The festival is a 501(c)(3) organization and was founded in 2006. The main reason for the festival was to shine a light on the culinary and hospitality community and be an economic impact driver for the city. The piece that walks in tandem to that is being able to give back. We’ve been really excited over the past few years to work closely with One80 Place and its training program. One80 Place Training is a rapid-fire, five-week culinary crash course that ultimately prepares folks who come through the program to step into a kitchen and hopefully begin a career in the culinary industry. We actually moved one of our outside commissary kitchens that we used for all the food prep during the festival into One80 Place last year. Many chefs thought this was a really bold move to have some of the best chefs in the country prepping their food in a homeless shelter. I think it is humbling to give people an up-close view not only of all that goes into having to prepare meals for hundreds of people each day, but also how blessed we all are to have the things that we need on a day-to-day basis.

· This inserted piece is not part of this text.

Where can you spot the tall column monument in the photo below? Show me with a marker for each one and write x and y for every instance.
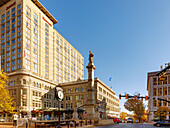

How do you describe Charleston today and what makes it special?

There is this sense of welcome to being in Charleston. Charleston is a southern city with a very complicated and sometimes very sad history. I think one thing that we, as an entity planning events in a city with a historical backdrop, are constantly looking for is ways to acknowledge our past and embrace our community as a whole. One of the major themes for the festival this year as we developed programming was this idea of migrations of people and ingredients. We want to make sure that when we’re celebrating something like shrimp and grits, that we’re also being true to how the shrimp and grits landed on the plate. How did those ingredients get to Charleston and who brought them here? We can pay homage to the history of Charleston and acknowledge our past while simultaneously celebrating the beautiful city that we have become.